Huron Alumn Engaged in the Classroom They Met

Allison Mi and Satvika Ramanathan

For Heather Vollano and Ron DeVee, it started in room 6157, Senior Advanced Math during 6th hour. Though they were in the same grade, the class of 2008, this was the first time they would interact. Or rather after Vollano noticed DeVee — the boy sitting behind her excelling in the class, she would start asking for help. The transaction was simple: DeVee would help Vollano with her long division and quadratic equation questions by creating catchy songs. It went like “X equals opposite of B…” to the tune of Hail to the Victors. And Vollano would in return draw him pictures — intricate sketches of fries and burgers with a personalized logo of “Ronald McDonald” — the nickname Vollano endearingly appointed him. However, instead of crumbling the sketch or stowing it away into a never-seen-again corner, DeVee made it his math binder cover for the rest of the school year.

 

For Vollano, sketches to DeVee were really her way of flirting.

 

“I was so naive,” admitted DeVee who did not catch on until some friends put two and two together for him.

 

Shortly, DeVee mustered the courage to ask her on a date.

 

“No,” Vollano said, thinking he could do better than her or worrying she would break his heart.

“You’ll hear from people that if they’re told ‘no’ the first time, they walk away,” DeVee reflected. 

But that was not the case for him. In fact, he went on to ask her out three more times, all met with a resounding: “No.”

And in the middle landing in the stairwell by the band room, DeVee asked for the fifth time on Jan. 22, 2008.

“I can’t keep doing this,” he said. “It’s hurting me. This is the last time I’m asking you and after this I’m moving on.”

Vollano realized “he’s too good” and she couldn’t let him go. 

So after the fifth time DeVee asked the same question, Vollano said for the first time “Yes.”

 

“Persistence is everything,” DeVee affirmed with a confident smile.

 

“If that class did not happen, me and her would not be anything,” DeVee said. “I am a hundred percent sure of that.”

The truth was, Senior Advanced Math was their only overlap. During lunch, DeVee would go to the library to finish his physics homework, while Vollano would drive to Wendy’s to get fries and a frosty and single cheeseburger, getting back to school just on time for fifth hour.

“We are two people you would never expect to be in a relationship,” DeVee said. “We were just polar opposites. No reason for us to be together.”

Yet 15 years later, “here we are.” After high school, they both attended Washtenaw Community College. Today, Vollano is an art teacher at Woodland Meadows Elementary School in Saline and DeVee is a medical courier

DeVee lets out a smile.

“I was just the outsider who snuck in and won her heart.”

 

DeVee had just known that he was going to get down on one knee at some point. 

“It was not a matter of why or how, it was a matter of when.”

 

He started planning the big moment out about four or five years ago and began to think about where they first met. 

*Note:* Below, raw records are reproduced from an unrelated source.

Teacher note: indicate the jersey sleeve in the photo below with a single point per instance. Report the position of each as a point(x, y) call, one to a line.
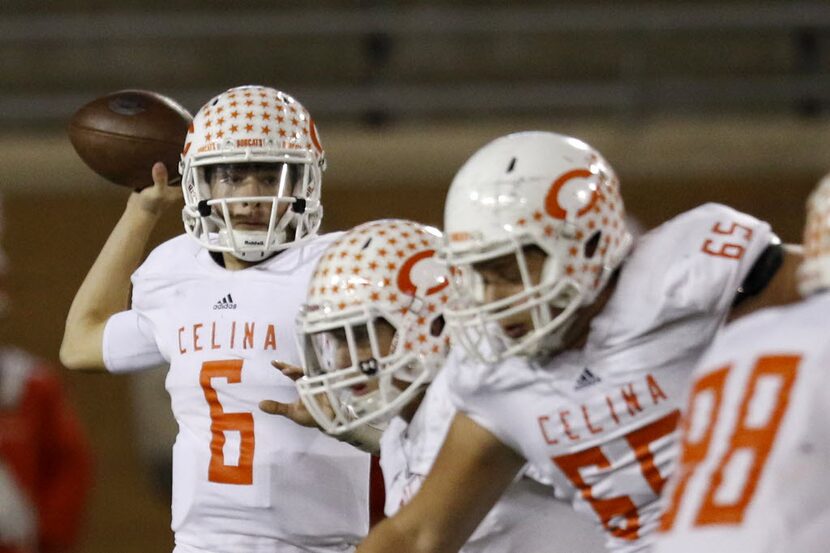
point(723, 245)
point(691, 265)
point(129, 344)
point(130, 341)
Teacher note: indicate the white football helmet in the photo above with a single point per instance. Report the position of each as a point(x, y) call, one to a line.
point(531, 189)
point(814, 272)
point(253, 124)
point(379, 274)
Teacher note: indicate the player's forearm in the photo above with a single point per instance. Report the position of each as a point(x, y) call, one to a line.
point(391, 536)
point(365, 438)
point(106, 287)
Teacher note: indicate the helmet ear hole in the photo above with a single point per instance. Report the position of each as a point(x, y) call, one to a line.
point(592, 244)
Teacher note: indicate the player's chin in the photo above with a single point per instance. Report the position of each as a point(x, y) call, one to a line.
point(250, 227)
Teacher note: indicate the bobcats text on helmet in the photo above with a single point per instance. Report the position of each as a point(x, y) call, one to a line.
point(372, 332)
point(531, 190)
point(814, 272)
point(253, 125)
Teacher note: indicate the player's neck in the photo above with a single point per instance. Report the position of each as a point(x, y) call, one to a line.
point(408, 411)
point(577, 335)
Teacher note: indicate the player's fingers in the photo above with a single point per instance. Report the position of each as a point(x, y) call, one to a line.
point(159, 174)
point(291, 371)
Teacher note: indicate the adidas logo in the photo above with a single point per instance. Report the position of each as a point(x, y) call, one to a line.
point(587, 378)
point(225, 303)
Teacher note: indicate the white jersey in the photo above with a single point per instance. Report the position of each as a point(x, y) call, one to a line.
point(756, 439)
point(526, 519)
point(243, 480)
point(599, 423)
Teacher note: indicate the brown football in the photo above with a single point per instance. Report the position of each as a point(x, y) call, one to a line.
point(120, 136)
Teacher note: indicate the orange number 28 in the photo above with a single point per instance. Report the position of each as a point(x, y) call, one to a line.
point(221, 422)
point(747, 436)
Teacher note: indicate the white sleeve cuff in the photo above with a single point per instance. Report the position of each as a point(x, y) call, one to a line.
point(127, 347)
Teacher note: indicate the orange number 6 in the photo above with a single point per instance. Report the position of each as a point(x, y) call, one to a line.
point(221, 422)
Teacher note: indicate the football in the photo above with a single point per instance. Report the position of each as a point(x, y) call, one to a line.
point(120, 136)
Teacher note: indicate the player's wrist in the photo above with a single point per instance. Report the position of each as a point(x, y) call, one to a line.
point(150, 209)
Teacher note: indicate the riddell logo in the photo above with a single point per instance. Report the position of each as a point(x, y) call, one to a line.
point(225, 303)
point(249, 143)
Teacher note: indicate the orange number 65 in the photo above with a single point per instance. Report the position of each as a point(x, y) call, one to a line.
point(221, 422)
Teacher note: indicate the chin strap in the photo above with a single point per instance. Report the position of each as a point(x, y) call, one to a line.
point(256, 238)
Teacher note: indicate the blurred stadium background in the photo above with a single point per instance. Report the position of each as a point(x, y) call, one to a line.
point(690, 101)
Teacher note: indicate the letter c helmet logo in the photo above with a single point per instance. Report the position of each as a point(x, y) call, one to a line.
point(557, 204)
point(422, 271)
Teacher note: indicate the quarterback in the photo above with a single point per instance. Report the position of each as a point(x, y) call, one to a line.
point(218, 304)
point(754, 443)
point(578, 343)
point(375, 345)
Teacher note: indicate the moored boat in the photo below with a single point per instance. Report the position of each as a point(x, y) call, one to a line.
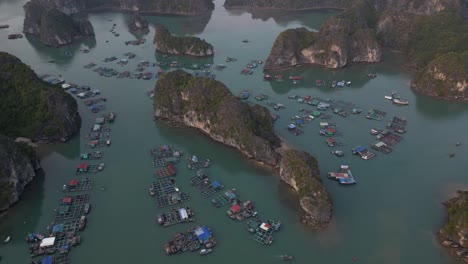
point(205, 251)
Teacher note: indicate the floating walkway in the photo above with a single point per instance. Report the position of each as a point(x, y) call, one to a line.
point(194, 163)
point(167, 194)
point(344, 175)
point(72, 207)
point(84, 184)
point(175, 216)
point(376, 114)
point(204, 184)
point(264, 232)
point(165, 172)
point(226, 198)
point(196, 239)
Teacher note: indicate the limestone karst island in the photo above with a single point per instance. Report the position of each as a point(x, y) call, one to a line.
point(229, 131)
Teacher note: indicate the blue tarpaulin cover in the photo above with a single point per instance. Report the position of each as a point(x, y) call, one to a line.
point(359, 148)
point(203, 233)
point(216, 184)
point(46, 260)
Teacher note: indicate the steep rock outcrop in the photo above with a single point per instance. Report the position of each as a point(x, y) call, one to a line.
point(209, 106)
point(164, 42)
point(301, 172)
point(343, 39)
point(53, 27)
point(18, 166)
point(174, 7)
point(138, 24)
point(445, 77)
point(288, 5)
point(32, 108)
point(454, 234)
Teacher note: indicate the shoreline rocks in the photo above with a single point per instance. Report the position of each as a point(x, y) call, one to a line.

“It was crazy, but I literally envisioned that classroom,” DeVee said. “I envisioned all of our families being in that classroom.”

But the big plan had to get put on the back burner when the pandemic hit. DeVee knew that he couldn’t compromise on the location. 

“I knew in my heart and it had to be in the classroom,” he said. “So I didn’t really have a backup.”

 

Getting the proposal set up was a big process involving many voicemails sent to Huron.

Time was ticking to the date he had planned. 

“We were coming down to five weeks left,” DeVee said. “We’re at the end of July and I’m like, ‘I gotta get this done by August.’”

He was able to contact the school and get the okay, and then it was time to execute. 

 

DeVee got his sister to take Vollano out to get her nails done right before the big moment. His sister told Vollano that she needed help with a project involving getting photos taken of Huron after their outing.

 

“Usually I’m pretty good at picking up on things like surprises,” Vollano said. “But she was good. She got me.”

 

Vollano knew that the big moment was coming, though. They had been together for fourteen and a half years.

“You are very kind of transparent with each other at a certain point in your life,” Vollano said. “And we were just very much on the same page about timing and when it should happen.”

 

They were both ecstatic.

 

“It all came together very organically and it worked beautifully,” DeVee said. “She just had no clue.”

DeVee thought back to how he was feeling at the moment.

“I was so nervous. I had this pit in my stomach. It hits you how big of a life moment it is. To have it be what I envisioned in that classroom, it was very surreal. I bawled my eyes out.”

 

DeVee said that Vollano means “everything” to him. 

“Everyone has a different journey in life. I know mine. I don’t even know who I would be without her. I don’t like to think of where I would be without her. She’s my angel.”